Guerra mesmo é a industrialização do cinema.
Mas aí, você corre o risco de ter seu filme cinco dias em cartaz e acabou. Ele nunca mais entra. Depois que foi, queimou.
E o DVD?
É muito importante.
Você não pode vender um milhão de cópias do filme?
Existe o problema da pirataria. No momento em que você coloca o DVD na rua, no dia seguinte eles estão vendendo a R$10. Você pode, talvez, segurar um filme sem pirataria, se tiver muito controle, no máximo até o dia da estréia, porque aí o cara entra com uma camerazinha e no dia seguinte, a fita pirata está à venda.
Não sei como ainda, mas o futuro será através da Internet para você atingir todos os rincões do país. Recentemente, saiu uma pesquisa sobre o que é a aceitação das lan house. O brasileiro gosta de comunicação e internet é a comunicação.
Mas não encontramos ainda uma forma de pagar (aos autores e donos) pelos direitos na internet.

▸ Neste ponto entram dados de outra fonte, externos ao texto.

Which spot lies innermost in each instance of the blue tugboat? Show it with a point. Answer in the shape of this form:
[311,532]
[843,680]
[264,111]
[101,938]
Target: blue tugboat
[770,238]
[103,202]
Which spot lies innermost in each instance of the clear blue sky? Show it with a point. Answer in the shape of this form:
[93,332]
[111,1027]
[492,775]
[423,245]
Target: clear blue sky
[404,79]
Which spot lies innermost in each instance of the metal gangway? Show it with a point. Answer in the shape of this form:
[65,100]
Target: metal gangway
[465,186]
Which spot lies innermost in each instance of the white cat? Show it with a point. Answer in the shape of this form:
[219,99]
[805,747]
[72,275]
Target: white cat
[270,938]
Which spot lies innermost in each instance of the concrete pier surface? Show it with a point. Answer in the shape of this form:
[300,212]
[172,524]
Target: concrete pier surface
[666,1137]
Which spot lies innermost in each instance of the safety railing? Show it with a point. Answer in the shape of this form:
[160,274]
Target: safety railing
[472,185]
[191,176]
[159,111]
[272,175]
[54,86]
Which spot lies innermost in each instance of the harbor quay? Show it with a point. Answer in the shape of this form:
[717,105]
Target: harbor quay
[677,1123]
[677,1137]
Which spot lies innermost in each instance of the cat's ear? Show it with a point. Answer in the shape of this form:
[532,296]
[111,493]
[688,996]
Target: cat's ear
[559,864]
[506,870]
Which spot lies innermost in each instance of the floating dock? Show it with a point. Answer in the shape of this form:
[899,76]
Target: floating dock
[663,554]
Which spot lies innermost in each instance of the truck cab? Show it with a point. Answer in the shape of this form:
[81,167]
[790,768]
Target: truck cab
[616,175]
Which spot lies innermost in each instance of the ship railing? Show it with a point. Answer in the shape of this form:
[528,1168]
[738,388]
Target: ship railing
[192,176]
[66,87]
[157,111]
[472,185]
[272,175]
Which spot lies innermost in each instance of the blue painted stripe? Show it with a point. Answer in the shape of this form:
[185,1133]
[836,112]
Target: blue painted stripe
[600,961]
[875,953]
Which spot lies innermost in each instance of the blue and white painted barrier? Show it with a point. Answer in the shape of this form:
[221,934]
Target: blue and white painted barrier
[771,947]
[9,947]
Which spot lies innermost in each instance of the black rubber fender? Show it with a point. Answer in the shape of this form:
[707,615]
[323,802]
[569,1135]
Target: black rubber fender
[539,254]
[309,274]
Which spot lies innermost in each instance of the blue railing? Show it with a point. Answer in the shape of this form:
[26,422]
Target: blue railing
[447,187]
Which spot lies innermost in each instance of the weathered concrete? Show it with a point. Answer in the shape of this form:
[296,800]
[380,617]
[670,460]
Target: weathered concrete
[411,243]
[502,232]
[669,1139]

Ainda não, mas para a música já. Ontem a Macintosh estava comemorando 1 bi de downloads de programas, músicas e jogos do mundo Mac. Tudo pago. Evidente que eles dão muitas coisas. Os joguinhos para telefone, por exemplo. 80% são pagos e 20% gratuito. Mas...
Você falou sobre alterações na Lei Rouanet. Qual a sua opinião sobre as propostas e as mudanças em estudos? Quais os pontos positivos e os inconvenientes? Como o mundo da cultura está recebendo isso?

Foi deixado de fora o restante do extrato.